In this case, the names help to identify the different types of traversals. In order traversal processes the binary tree "in order", meaning it will go through the left subtree, process the node, then go on to the right. Why is this in order? Because remember, a binary sort tree lists any value less than the node to the left, and any value greater to the right, so in order traversal will actually go from greatest to smallest.

Preorder traversal is the same except that it processes the root node **first,** hence the "pre" order.

### Example Question #2 : Binary

public static int foo(int[] arr, int x) {

int a = 0;

int b = arr.length - 1;

while(b >= a) {

int c = (a + b) / 2;

int v = arr[c];

if(v == x) {

return c;

} else if(v < x) {

a = c + 1;

} else {

b = c - 1;

}

}

return -1;

}

What is the value of *y* in the code below:

int[] vals = {1,3,4,5,6,31,41,51};

int x = 41;

int y = foo(vals,41);

**Possible Answers:**

7

-1

41

5

6

**Correct answer:**

6

The first thing to notice in the code for the method *foo* is that it implements the algorithm for a binary search. The value *c* functions as the midpoint for the algorithm. This requires that the list be in order. The values *a* and *b* are used to control the loop so as to let you search the correct portions of the list. If the value in the middle of the list is not equal to what you are looking for (i.e. *x*), then it looks either "above" or "below" in the list (since it is presumed to be in order). This is what is happening when either *a* or *b *is changed.

So, this searches for the value and returns the *index number* for that value if it is found. Otherwise, it returns -1. Since the value 41 is in the array, it returns 6.

If you do not recognize this algorithm, you are likely to have some problems—and will have to trace the code!!

### Example Question #3 : Binary

Which of the following is true for a binary search algorithm?

**Possible Answers:**

The array must be converted into a binary search tree before searching for the value.

The array being searched must be sorted before searching.
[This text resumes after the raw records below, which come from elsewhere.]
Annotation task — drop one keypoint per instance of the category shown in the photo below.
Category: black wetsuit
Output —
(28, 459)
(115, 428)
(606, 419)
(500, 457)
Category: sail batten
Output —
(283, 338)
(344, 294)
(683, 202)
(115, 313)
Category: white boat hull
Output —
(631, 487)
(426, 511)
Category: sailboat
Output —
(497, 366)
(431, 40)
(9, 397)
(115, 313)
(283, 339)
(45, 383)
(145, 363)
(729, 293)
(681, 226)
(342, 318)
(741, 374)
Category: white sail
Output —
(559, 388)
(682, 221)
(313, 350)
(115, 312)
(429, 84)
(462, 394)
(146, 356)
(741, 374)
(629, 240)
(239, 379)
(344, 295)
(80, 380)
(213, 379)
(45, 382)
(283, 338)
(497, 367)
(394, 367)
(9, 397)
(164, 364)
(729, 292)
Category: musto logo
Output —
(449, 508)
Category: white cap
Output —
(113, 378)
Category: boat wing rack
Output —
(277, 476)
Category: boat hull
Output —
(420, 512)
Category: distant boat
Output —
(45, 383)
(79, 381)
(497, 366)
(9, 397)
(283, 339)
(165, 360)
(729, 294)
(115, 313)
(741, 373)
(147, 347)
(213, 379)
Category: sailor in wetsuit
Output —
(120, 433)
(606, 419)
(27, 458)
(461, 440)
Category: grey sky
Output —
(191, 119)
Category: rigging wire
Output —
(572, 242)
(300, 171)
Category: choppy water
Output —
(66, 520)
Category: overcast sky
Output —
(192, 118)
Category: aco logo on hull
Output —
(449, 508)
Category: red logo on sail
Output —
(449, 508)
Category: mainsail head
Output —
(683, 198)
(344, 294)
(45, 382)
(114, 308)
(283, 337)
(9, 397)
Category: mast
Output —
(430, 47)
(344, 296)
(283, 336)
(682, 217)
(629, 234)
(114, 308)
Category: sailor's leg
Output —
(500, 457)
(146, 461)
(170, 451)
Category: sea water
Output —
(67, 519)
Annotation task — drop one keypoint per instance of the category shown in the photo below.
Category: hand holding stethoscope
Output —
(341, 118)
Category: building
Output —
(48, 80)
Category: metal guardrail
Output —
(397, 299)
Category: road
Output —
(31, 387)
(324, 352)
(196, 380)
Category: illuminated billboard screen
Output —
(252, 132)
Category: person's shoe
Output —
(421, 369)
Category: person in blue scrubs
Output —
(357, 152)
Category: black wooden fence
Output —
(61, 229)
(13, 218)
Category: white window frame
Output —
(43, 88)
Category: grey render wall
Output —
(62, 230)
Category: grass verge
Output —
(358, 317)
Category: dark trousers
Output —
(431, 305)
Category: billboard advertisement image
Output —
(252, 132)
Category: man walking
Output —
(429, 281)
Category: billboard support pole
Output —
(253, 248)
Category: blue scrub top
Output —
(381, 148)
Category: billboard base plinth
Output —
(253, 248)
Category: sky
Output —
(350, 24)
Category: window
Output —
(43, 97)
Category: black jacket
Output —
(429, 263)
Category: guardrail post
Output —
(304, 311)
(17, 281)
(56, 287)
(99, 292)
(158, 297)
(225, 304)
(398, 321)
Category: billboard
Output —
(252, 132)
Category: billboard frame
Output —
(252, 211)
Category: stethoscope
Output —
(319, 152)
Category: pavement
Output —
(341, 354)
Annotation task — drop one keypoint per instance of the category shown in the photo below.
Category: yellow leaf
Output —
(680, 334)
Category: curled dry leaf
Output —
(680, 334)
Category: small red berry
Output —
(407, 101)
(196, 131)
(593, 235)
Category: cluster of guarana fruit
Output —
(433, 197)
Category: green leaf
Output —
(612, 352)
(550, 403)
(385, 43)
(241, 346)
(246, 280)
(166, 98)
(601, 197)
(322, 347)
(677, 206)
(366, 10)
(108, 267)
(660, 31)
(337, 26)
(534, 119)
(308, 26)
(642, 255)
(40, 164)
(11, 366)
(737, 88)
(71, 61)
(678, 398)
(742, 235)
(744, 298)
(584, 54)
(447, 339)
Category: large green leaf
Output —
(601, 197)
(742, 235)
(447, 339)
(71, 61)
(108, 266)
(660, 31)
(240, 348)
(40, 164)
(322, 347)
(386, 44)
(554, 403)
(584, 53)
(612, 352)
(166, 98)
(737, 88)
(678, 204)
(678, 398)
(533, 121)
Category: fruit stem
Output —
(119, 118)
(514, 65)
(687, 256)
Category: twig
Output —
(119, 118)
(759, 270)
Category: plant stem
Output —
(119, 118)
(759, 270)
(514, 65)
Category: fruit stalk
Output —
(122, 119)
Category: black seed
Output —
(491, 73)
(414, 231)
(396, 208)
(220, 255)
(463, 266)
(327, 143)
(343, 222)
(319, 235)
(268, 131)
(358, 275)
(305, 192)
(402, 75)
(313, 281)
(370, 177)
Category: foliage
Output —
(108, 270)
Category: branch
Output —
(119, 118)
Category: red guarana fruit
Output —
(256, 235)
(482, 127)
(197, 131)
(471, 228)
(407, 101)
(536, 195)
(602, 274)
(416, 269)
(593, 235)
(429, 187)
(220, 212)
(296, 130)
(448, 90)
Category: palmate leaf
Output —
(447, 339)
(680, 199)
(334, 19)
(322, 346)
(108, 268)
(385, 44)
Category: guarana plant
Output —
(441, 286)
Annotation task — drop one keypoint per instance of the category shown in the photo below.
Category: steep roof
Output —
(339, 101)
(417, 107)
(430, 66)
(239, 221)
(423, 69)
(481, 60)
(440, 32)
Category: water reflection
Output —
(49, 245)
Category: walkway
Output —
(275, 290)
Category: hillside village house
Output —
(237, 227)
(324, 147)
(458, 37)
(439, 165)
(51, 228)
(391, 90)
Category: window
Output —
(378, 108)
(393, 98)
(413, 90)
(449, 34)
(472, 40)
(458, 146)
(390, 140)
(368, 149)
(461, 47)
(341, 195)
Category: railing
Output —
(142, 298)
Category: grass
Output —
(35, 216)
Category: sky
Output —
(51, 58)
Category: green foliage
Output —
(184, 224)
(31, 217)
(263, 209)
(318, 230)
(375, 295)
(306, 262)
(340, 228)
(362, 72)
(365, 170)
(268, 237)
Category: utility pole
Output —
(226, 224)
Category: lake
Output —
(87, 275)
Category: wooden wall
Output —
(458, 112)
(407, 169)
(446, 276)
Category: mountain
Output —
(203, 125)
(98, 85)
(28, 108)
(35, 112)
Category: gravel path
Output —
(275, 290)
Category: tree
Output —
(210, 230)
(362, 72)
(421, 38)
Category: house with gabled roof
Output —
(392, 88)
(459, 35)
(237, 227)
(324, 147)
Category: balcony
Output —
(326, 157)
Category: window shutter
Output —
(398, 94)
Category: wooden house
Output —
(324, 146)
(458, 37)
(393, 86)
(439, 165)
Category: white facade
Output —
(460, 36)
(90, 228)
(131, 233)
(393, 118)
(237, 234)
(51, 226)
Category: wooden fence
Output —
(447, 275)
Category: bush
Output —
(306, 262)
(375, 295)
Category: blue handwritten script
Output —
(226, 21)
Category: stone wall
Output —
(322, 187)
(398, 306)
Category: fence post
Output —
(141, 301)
The array can be unsorted but will run slower than if it is sorted.

The array needs extra space in order to accomodate swap operations that are part of the search.
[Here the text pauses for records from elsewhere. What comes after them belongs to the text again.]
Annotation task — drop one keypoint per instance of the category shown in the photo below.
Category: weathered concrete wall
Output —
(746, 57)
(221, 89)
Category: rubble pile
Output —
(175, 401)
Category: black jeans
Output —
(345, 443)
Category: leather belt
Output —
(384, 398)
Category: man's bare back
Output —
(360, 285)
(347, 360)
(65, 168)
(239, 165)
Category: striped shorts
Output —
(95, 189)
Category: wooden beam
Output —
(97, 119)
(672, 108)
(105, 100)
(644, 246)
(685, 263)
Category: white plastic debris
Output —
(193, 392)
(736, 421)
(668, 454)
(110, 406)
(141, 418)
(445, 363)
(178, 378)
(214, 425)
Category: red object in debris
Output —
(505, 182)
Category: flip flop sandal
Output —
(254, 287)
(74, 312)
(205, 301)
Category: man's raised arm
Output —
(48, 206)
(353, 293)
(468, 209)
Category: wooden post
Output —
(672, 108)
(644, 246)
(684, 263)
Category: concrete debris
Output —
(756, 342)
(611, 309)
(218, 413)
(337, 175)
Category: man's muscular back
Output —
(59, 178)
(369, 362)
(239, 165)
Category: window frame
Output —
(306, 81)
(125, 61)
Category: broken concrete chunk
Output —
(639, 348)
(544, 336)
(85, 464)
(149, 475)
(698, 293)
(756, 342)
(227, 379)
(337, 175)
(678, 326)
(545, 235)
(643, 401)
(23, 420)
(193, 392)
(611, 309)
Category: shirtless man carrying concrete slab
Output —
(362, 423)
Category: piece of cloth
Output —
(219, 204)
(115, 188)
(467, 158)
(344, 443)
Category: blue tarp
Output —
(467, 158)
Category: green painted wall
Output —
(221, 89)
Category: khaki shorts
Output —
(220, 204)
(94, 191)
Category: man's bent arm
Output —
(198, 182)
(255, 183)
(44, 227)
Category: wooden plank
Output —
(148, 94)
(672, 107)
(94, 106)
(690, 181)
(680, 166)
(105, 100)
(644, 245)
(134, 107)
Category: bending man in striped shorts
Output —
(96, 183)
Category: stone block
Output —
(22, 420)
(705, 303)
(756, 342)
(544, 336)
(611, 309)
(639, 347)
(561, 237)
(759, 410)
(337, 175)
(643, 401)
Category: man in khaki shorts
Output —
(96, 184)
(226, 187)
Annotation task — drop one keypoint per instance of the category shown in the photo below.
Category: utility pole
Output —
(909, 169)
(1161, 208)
The array must be probed in order from its beginning to its end.

**Correct answer:**

The array being searched must be sorted before searching.
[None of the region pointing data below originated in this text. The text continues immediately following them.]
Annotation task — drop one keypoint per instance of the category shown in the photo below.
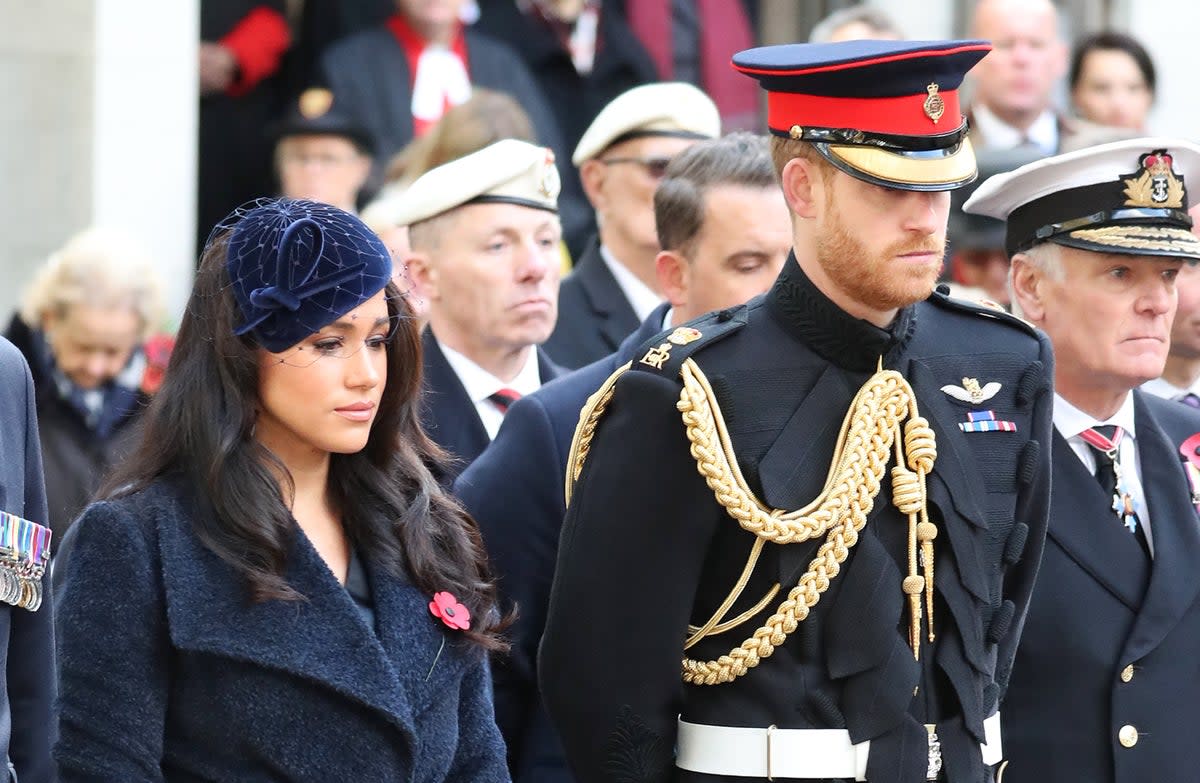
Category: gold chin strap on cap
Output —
(870, 435)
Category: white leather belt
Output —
(796, 753)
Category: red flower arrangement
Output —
(447, 608)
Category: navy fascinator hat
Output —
(298, 266)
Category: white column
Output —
(99, 129)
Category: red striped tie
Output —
(504, 398)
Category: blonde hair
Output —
(101, 268)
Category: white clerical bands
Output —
(789, 753)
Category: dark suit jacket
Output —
(647, 550)
(1101, 607)
(369, 73)
(515, 491)
(171, 674)
(449, 416)
(593, 314)
(27, 638)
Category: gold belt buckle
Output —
(771, 731)
(935, 753)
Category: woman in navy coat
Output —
(277, 589)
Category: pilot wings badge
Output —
(971, 392)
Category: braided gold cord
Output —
(589, 417)
(840, 510)
(868, 434)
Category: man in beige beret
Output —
(622, 157)
(485, 252)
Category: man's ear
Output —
(1026, 281)
(592, 174)
(802, 185)
(423, 273)
(671, 269)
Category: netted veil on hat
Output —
(298, 266)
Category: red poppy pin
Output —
(447, 608)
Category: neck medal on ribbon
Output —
(24, 551)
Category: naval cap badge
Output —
(934, 103)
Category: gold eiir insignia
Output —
(934, 106)
(315, 102)
(1156, 185)
(683, 335)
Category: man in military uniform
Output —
(829, 503)
(1104, 688)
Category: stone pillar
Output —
(99, 127)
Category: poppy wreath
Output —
(447, 608)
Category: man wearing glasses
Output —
(621, 157)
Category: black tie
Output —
(1108, 465)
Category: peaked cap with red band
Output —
(886, 112)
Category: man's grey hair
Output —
(874, 18)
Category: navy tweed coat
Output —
(169, 674)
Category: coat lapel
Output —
(319, 638)
(1175, 530)
(1083, 524)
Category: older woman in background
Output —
(83, 324)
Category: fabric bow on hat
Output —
(298, 266)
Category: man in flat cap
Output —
(321, 153)
(484, 232)
(802, 535)
(725, 233)
(621, 157)
(1104, 687)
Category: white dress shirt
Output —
(641, 297)
(481, 384)
(1071, 423)
(1000, 135)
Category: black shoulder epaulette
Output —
(942, 298)
(666, 352)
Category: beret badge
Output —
(934, 103)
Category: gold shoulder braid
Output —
(865, 443)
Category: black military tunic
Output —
(646, 549)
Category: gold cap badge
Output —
(1156, 185)
(934, 103)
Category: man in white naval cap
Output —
(1104, 687)
(485, 235)
(622, 157)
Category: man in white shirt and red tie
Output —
(485, 251)
(1181, 376)
(1104, 687)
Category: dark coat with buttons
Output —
(27, 638)
(515, 491)
(449, 414)
(171, 674)
(646, 549)
(1113, 639)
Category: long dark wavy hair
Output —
(199, 429)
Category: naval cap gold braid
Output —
(861, 456)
The binary search presumes that the array being searched is already sorted. This is because of how it probes the values in the array. It begins at the center of the array to see if the values match. If the value is smaller than this center element, it then presumes that the value is in the lower half of the array. Otherwise, it presumes that the value must be larger and hence in the upper half of the array. It then probes the center of whichever half it has chosen, continuing to do this until the value has certainly not been found.